The longer I translate, the more I realize how subtle language is, and how different people hear the same word or phrase differently.
In Galatians 2, Paul is talking about his relationship with the Jerusalem church and their agreement with his theology. His conclusion is in v 10. “All they asked was that we should continue to remember (μνημονεύωμεν) the poor, the very thing I had been eager (ἐσπούδασα) to do all along” (NIV).
μνημονεύωμεν is a present subjunctive, which the NIV makes explicit with the “continue.” The NLT has, “keep on helping the poor.” Other translations have the simple, “They asked only that we would remember the poor” (CSB, see ESV, NASB, NET, NRSV).
How do you hear “remember”? On one hand, the lexical idea of “remember” is imperfective so you don’t need the “continue” or “keep on.” However, just saying “remember” may imply to some readers that Paul had not been remembering the poor and they were asking him to start remembering the poor. In other words, while μνημονεύωμεν itself does not require a helping word to make it imperfective, perhaps the context does.

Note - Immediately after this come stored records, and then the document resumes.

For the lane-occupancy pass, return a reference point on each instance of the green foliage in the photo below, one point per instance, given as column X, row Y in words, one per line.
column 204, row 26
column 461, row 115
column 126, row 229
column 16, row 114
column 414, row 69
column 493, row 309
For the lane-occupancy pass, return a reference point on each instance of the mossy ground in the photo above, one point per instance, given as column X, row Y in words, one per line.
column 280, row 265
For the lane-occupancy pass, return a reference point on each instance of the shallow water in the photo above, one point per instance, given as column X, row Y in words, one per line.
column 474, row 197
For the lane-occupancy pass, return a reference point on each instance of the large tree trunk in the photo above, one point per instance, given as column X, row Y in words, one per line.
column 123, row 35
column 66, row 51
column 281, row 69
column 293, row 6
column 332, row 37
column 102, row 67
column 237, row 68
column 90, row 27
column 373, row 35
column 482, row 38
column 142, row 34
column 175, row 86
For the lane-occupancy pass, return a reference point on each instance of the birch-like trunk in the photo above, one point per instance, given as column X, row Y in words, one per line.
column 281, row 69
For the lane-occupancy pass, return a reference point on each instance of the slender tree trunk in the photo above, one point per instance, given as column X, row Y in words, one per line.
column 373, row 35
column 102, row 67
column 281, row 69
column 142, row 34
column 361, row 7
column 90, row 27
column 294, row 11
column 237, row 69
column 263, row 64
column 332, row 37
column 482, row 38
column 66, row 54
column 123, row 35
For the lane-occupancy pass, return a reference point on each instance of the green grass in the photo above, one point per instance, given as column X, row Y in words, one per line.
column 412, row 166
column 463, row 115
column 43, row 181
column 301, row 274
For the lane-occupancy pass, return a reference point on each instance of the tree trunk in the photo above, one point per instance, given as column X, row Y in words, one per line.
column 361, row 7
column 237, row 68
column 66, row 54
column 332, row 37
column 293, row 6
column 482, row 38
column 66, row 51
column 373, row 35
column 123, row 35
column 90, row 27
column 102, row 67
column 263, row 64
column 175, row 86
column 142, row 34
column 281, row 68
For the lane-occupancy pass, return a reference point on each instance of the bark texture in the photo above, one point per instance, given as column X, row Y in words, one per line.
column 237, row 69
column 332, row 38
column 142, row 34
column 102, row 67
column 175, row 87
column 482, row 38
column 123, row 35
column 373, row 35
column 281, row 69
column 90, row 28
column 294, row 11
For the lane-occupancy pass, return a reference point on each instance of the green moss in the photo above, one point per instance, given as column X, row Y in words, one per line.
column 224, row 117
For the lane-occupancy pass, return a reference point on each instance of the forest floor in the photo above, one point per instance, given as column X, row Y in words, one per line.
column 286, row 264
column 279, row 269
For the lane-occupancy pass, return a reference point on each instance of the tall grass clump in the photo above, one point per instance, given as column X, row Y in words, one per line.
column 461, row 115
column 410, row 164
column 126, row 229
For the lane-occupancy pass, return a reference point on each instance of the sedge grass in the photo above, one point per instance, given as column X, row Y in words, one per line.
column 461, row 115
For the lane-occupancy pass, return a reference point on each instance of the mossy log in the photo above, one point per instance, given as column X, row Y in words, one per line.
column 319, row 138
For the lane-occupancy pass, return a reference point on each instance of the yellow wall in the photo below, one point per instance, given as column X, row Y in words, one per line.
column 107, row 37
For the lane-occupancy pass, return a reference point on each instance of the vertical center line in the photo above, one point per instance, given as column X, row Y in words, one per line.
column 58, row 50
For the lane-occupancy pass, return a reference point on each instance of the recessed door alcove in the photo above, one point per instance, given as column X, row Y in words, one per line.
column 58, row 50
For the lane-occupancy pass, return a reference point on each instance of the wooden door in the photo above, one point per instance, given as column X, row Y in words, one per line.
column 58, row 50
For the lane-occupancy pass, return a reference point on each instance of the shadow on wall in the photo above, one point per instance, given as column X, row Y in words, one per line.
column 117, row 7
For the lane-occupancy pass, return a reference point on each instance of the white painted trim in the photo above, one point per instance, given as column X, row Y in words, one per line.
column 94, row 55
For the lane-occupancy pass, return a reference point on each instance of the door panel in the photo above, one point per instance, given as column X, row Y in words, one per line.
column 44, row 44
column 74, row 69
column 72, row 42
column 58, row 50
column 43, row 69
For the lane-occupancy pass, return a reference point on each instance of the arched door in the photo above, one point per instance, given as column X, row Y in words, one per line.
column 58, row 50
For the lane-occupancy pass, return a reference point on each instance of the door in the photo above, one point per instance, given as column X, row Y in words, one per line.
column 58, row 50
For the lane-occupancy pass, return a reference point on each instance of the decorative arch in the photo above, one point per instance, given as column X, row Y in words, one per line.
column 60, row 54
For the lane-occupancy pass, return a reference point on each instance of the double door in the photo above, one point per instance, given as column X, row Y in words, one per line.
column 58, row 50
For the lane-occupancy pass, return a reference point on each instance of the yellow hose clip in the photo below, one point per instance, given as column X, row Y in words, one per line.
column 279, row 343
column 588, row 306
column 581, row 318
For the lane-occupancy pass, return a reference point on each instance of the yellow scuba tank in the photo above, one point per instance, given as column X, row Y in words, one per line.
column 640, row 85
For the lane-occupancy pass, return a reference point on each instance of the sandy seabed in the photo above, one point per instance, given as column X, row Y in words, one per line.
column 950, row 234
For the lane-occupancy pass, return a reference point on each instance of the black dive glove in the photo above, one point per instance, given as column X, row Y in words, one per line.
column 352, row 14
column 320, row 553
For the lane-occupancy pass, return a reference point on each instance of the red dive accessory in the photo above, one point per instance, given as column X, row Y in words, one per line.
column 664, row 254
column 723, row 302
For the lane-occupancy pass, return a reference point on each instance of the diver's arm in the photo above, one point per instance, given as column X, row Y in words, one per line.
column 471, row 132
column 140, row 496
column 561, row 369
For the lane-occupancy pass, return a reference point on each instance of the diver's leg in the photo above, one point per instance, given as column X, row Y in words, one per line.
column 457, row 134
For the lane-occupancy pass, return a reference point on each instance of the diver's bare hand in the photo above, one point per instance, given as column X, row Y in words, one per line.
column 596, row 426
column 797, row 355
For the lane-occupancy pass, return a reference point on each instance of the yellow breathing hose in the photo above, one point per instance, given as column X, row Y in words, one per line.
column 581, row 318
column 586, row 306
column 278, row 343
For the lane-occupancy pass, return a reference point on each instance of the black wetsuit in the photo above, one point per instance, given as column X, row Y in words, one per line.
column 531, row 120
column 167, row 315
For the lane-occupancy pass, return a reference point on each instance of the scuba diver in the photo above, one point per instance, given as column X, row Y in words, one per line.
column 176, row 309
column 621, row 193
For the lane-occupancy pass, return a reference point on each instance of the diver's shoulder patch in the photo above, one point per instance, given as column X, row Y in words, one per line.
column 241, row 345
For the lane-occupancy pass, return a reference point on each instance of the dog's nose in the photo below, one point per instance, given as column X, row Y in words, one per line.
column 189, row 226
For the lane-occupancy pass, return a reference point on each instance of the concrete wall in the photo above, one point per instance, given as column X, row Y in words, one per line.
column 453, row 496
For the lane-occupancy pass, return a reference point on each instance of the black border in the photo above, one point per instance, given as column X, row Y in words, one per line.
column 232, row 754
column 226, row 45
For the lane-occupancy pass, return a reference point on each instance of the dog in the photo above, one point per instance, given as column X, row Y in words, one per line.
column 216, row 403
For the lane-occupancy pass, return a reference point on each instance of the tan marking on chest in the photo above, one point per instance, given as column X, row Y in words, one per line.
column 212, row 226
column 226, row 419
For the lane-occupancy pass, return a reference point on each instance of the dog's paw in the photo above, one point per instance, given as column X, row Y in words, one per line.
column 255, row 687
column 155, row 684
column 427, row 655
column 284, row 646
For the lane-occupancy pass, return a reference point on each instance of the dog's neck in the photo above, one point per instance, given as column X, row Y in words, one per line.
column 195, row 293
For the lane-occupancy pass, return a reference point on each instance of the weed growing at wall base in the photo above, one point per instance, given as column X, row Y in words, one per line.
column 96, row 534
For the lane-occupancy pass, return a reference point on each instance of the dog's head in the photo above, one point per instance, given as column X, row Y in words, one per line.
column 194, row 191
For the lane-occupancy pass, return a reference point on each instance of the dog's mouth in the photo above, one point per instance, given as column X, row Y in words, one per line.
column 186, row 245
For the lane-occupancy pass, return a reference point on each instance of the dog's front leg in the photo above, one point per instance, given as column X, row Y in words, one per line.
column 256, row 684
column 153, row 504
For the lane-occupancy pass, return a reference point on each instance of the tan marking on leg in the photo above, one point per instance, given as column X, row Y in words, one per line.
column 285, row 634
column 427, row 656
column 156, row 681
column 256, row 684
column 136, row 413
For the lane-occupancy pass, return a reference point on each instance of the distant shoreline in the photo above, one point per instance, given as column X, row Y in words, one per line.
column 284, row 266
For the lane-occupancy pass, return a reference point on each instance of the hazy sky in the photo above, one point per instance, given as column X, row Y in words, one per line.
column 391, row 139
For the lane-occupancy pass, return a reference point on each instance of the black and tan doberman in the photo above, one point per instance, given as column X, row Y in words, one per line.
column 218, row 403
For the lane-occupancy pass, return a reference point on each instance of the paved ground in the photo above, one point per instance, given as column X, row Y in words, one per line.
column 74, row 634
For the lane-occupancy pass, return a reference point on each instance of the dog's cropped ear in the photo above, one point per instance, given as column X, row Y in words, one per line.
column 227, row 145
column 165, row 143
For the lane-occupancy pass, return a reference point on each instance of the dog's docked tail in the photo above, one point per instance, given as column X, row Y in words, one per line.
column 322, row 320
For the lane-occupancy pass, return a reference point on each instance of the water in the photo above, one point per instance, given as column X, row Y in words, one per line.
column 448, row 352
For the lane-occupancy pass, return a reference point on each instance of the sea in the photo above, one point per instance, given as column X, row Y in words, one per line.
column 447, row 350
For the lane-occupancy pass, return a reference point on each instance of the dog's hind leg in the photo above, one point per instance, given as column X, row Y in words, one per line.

Then take ἐσπούδασα. The NIV has “the very thing I had been eager to do all along.” There is no Greek word or phrase explicitly paralleling “all along,” so where did it come from? Remember, there is always a reason, always. The NASB simply translates the words, “the very thing I also was eager to do” (also the ESV, CSB, NET, NRSV). The problem with this, at least to my ears, is that it sounds like Paul had not been eager to do this but now he was. Is that how it sounds to you?